Experts debate if pharma can have be both patient-centric and growth-friendly – but we’re optimistic that they can. While the transition may cause organizational growing pains, new protocols and technology that focus on patient value carry the potential to set in motion a virtuous cycle that could reduce participant burden, make researchers’ jobs easier, and deliver a higher ROI to investors. Patient centricity initiatives could also help to optimize clinical trial workflows and reduce costs, just like the technology Medrio is dedicated to developing.
We see now as the time to reorganize processes to enhance efficiency and harness the value of patient centricity. Organizations that take these steps early position themselves to accelerate R&D, help more people in need, and secure a leg up over the competition. Let’s look at a few strategies and technologies gaining traction:
Better patient centricity through stronger relationships
Matching patients to trials is a perennial challenge. A 2011 report from the Tufts Center for the Study of Drug Development found that two-thirds of trial sites don’t meet enrollment requirements. This could be due to potential participants being overwhelmed by too many options, inconvenience due to time and distance, or simply that many people only look to clinical trials as a last resort.
With benefits to researchers and patients alike, several patient recruitment and clinical trial matching startups have emerged. Some of these programs and organizations use AI and clinical data to match patients to trials, while others advertise to millions of potential patients each month and only ask researchers to pay if they recruit successfully.
Direct data capture and other forms of eSource also hold many benefits for researchers and participants. Real world data (RWD) already helps match patients to trials, and many are optimistic that its applications will expand in the future. Also, in October 2018, the EMA recognized key benefits of DDC and highlighted its value for efficiency and data quality. Not only does this platform hold the potential to reduce patient burden by decreasing the need for patients to visit sites, but also it drastically reduces monitoring and allows researchers to work more effectively.

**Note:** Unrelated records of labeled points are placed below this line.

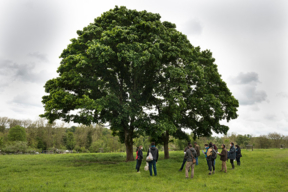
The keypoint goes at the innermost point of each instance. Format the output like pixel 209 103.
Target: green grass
pixel 260 170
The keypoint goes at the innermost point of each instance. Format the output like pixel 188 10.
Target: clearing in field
pixel 260 170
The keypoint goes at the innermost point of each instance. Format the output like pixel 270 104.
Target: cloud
pixel 282 94
pixel 245 78
pixel 11 71
pixel 39 56
pixel 244 87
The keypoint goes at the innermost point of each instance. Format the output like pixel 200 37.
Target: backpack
pixel 214 154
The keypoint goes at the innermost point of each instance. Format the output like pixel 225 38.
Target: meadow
pixel 260 170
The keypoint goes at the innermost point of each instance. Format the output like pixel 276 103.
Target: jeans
pixel 154 167
pixel 238 159
pixel 211 164
pixel 184 161
pixel 188 165
pixel 138 165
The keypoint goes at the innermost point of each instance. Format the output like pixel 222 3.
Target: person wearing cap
pixel 184 160
pixel 190 155
pixel 197 148
pixel 223 158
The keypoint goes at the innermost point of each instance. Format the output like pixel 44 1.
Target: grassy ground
pixel 260 170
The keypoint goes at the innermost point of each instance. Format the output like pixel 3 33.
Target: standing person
pixel 210 159
pixel 155 154
pixel 238 154
pixel 223 158
pixel 139 158
pixel 190 155
pixel 206 147
pixel 197 149
pixel 232 154
pixel 184 160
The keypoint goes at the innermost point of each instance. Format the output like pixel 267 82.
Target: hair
pixel 210 144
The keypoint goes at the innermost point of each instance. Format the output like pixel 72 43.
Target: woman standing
pixel 139 158
pixel 238 154
pixel 232 154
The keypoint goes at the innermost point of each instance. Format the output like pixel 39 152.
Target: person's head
pixel 210 144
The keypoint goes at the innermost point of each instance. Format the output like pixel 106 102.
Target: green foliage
pixel 70 143
pixel 17 133
pixel 260 170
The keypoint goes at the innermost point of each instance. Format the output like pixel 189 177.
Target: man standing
pixel 190 155
pixel 232 154
pixel 184 160
pixel 223 158
pixel 139 158
pixel 154 151
pixel 197 149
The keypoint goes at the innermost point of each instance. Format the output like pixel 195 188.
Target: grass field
pixel 260 170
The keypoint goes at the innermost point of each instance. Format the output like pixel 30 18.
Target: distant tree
pixel 70 143
pixel 17 133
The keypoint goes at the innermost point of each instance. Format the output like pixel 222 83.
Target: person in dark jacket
pixel 210 159
pixel 190 155
pixel 232 154
pixel 197 149
pixel 223 158
pixel 139 159
pixel 184 160
pixel 238 154
pixel 155 154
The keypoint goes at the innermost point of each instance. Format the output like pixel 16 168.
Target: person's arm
pixel 157 155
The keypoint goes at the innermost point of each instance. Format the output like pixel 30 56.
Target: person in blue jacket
pixel 238 154
pixel 232 154
pixel 206 147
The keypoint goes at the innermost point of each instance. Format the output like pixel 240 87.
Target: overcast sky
pixel 247 38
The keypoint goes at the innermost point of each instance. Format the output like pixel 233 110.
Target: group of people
pixel 191 155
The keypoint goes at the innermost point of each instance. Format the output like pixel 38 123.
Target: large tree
pixel 122 65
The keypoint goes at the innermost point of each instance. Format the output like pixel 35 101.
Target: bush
pixel 17 133
pixel 17 146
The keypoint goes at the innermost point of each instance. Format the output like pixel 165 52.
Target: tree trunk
pixel 166 141
pixel 129 146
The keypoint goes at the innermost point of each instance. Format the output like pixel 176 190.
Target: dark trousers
pixel 211 164
pixel 184 161
pixel 152 163
pixel 138 164
pixel 238 159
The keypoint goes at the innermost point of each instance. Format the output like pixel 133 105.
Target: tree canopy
pixel 128 63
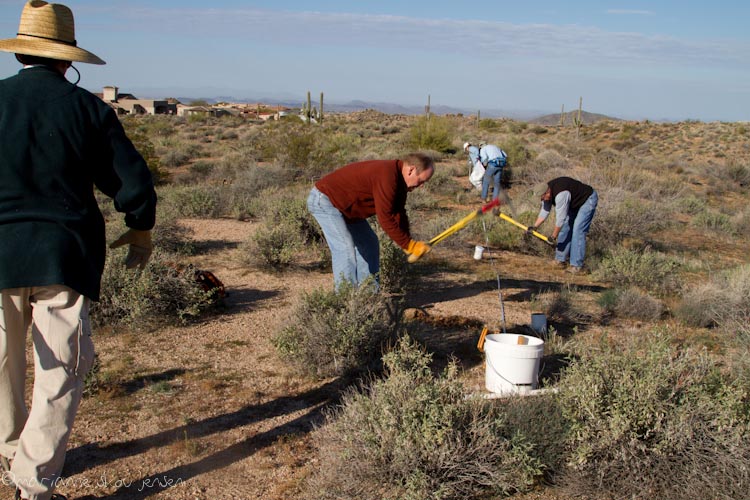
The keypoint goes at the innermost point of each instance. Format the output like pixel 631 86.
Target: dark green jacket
pixel 58 141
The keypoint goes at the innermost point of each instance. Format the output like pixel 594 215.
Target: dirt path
pixel 210 412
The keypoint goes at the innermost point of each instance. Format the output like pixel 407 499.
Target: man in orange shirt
pixel 342 201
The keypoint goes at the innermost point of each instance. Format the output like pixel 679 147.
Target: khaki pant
pixel 63 353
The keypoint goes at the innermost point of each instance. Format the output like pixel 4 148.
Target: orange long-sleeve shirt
pixel 363 189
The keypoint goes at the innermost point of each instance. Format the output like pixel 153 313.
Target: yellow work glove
pixel 416 249
pixel 140 247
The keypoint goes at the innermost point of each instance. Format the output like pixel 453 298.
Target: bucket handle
pixel 480 344
pixel 497 372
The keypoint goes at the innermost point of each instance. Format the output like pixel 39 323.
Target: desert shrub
pixel 145 147
pixel 490 125
pixel 414 436
pixel 619 217
pixel 563 306
pixel 442 182
pixel 159 294
pixel 650 421
pixel 631 303
pixel 331 151
pixel 421 199
pixel 713 221
pixel 643 268
pixel 691 205
pixel 722 301
pixel 735 173
pixel 170 236
pixel 517 151
pixel 431 132
pixel 202 169
pixel 339 332
pixel 394 269
pixel 273 247
pixel 288 231
pixel 180 154
pixel 193 201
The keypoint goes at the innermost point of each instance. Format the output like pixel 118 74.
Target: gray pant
pixel 63 353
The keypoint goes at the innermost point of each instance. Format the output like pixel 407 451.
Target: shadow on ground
pixel 90 455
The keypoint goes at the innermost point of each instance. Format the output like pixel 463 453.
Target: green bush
pixel 274 247
pixel 339 332
pixel 722 301
pixel 414 436
pixel 193 201
pixel 631 303
pixel 433 133
pixel 159 294
pixel 650 421
pixel 394 269
pixel 621 217
pixel 145 147
pixel 645 268
pixel 288 233
pixel 713 221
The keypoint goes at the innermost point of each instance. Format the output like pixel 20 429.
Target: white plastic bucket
pixel 539 322
pixel 512 362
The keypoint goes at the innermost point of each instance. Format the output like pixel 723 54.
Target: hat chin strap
pixel 74 43
pixel 77 73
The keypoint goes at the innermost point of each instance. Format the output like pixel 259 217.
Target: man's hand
pixel 416 249
pixel 140 247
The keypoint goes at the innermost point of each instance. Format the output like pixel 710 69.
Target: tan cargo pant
pixel 63 354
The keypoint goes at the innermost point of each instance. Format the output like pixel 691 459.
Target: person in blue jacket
pixel 493 159
pixel 57 142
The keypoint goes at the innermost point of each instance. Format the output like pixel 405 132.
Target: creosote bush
pixel 159 294
pixel 339 332
pixel 651 421
pixel 416 436
pixel 631 303
pixel 645 268
pixel 289 231
pixel 431 132
pixel 723 301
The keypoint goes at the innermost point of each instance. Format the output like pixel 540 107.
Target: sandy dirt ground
pixel 210 412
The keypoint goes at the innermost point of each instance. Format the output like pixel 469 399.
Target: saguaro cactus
pixel 578 121
pixel 320 110
pixel 308 113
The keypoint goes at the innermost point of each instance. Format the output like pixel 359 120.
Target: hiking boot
pixel 55 496
pixel 5 471
pixel 577 270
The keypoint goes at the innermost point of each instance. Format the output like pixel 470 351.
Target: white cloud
pixel 565 44
pixel 630 12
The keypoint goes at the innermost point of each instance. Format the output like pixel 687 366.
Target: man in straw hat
pixel 57 141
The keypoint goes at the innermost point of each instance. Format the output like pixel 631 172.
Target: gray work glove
pixel 140 247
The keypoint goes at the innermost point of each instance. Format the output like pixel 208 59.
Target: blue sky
pixel 631 59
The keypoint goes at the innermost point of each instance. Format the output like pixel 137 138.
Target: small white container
pixel 539 322
pixel 478 252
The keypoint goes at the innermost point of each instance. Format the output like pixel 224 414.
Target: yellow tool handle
pixel 526 228
pixel 480 344
pixel 453 229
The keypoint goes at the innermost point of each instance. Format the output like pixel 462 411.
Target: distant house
pixel 183 110
pixel 128 104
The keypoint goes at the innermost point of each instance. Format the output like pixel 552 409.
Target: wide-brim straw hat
pixel 48 30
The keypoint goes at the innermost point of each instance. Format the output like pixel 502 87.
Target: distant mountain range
pixel 384 107
pixel 569 117
pixel 536 116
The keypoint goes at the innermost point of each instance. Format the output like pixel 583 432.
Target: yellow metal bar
pixel 526 228
pixel 454 228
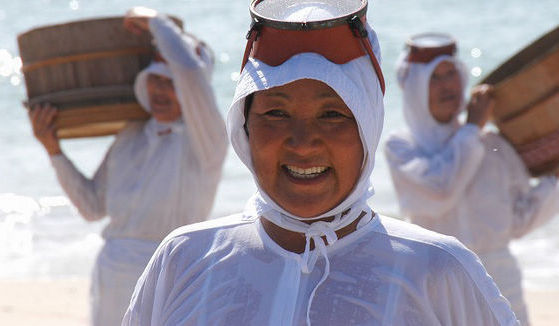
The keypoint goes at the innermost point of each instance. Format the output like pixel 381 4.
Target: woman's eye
pixel 276 114
pixel 334 115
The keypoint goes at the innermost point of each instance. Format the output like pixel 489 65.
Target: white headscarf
pixel 357 84
pixel 414 79
pixel 141 82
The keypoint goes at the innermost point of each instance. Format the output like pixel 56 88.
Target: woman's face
pixel 163 100
pixel 445 92
pixel 305 146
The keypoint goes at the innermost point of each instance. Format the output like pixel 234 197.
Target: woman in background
pixel 455 178
pixel 308 249
pixel 157 175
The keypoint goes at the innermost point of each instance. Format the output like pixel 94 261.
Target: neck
pixel 295 241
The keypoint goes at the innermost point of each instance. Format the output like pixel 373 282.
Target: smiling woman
pixel 305 146
pixel 308 248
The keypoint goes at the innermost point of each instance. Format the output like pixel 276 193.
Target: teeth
pixel 306 173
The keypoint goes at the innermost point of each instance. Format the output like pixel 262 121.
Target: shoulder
pixel 194 239
pixel 448 267
pixel 413 234
pixel 440 252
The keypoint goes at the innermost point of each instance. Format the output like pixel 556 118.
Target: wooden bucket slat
pixel 97 121
pixel 92 130
pixel 544 115
pixel 527 102
pixel 526 56
pixel 83 57
pixel 72 97
pixel 519 92
pixel 73 117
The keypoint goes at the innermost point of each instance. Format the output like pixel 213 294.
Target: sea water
pixel 42 235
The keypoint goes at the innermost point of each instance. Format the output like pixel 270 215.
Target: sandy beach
pixel 65 303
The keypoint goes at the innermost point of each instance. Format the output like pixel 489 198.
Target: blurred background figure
pixel 306 120
pixel 44 242
pixel 157 175
pixel 456 178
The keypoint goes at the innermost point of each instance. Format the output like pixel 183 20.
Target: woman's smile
pixel 305 146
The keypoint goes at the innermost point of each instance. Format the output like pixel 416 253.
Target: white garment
pixel 472 186
pixel 117 269
pixel 229 272
pixel 156 176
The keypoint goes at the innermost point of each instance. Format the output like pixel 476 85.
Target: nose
pixel 304 137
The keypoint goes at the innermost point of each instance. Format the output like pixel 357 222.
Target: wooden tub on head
pixel 527 103
pixel 87 70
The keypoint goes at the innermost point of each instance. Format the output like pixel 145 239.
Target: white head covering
pixel 357 84
pixel 140 85
pixel 414 78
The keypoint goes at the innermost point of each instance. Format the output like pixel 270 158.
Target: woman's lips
pixel 306 175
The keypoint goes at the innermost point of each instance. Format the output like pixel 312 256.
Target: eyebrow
pixel 327 95
pixel 276 94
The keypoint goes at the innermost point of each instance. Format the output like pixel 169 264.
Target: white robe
pixel 388 272
pixel 476 189
pixel 453 179
pixel 150 184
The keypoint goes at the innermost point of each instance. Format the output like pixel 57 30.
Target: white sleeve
pixel 204 123
pixel 466 295
pixel 154 289
pixel 536 206
pixel 88 195
pixel 432 185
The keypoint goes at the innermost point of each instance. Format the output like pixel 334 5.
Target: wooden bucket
pixel 87 70
pixel 527 103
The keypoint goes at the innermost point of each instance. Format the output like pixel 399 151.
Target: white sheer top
pixel 157 177
pixel 388 272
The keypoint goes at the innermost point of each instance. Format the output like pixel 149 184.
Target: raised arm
pixel 88 195
pixel 191 63
pixel 432 185
pixel 204 123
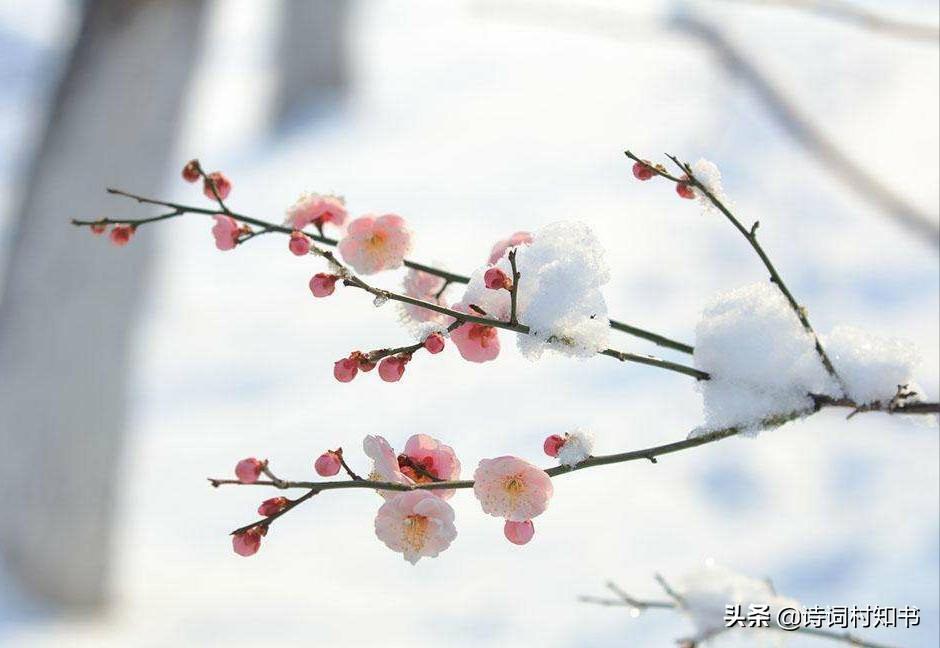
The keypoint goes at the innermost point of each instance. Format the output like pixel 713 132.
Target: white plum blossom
pixel 578 446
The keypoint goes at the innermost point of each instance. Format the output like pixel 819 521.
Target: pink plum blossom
pixel 121 234
pixel 643 171
pixel 248 470
pixel 374 243
pixel 345 369
pixel 225 231
pixel 426 287
pixel 476 342
pixel 392 368
pixel 499 249
pixel 424 458
pixel 327 464
pixel 323 284
pixel 553 444
pixel 416 524
pixel 316 209
pixel 684 189
pixel 512 488
pixel 223 185
pixel 384 463
pixel 299 244
pixel 519 532
pixel 434 343
pixel 247 543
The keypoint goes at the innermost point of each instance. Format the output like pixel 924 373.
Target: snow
pixel 706 172
pixel 761 361
pixel 872 367
pixel 706 592
pixel 559 297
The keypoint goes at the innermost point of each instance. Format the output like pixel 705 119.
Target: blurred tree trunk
pixel 313 58
pixel 69 301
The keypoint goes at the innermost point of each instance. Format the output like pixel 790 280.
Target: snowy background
pixel 473 120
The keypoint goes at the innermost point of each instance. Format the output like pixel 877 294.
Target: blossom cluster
pixel 415 518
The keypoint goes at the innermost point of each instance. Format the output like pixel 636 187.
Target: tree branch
pixel 449 277
pixel 625 600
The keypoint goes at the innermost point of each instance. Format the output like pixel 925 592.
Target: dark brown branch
pixel 449 277
pixel 810 136
pixel 625 600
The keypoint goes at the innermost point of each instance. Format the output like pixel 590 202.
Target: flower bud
pixel 327 464
pixel 434 343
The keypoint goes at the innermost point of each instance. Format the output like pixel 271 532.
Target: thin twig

Keeping patients engaged and informed
When participants are clearer about a study and its risks, they’re less likely to drop out. Having empathetic site staff that listen to patients and take time to answer their questions can go a long way to increasing patient comprehension. Additionally, electronic informed consent (eICF), such as our eConsent platform, allows researchers to use mixed media to further ensure that patients fully understand what they’re considering.
There are other techniques to keep trial participants engaged throughout the research process. Non-adherence often rises to approximately 40%, impacting timelines and costs. Text messages and moderated trial communities via social media are relatively simple methods that have proven effective in keeping patients connected and following protocols.
The patient is not the only one who benefits from this focus. While we strive to help populations in need, it’s important to keep in mind that weaving the patient voice more deeply into the clinical trial process also helps researchers to develop higher quality products with smoother workflows at lower costs. This, after all, is what we here at Medrio are all about. By taking advantage of new methods and technology, we expand the potential for all of us to get greater value from the future of clinical research.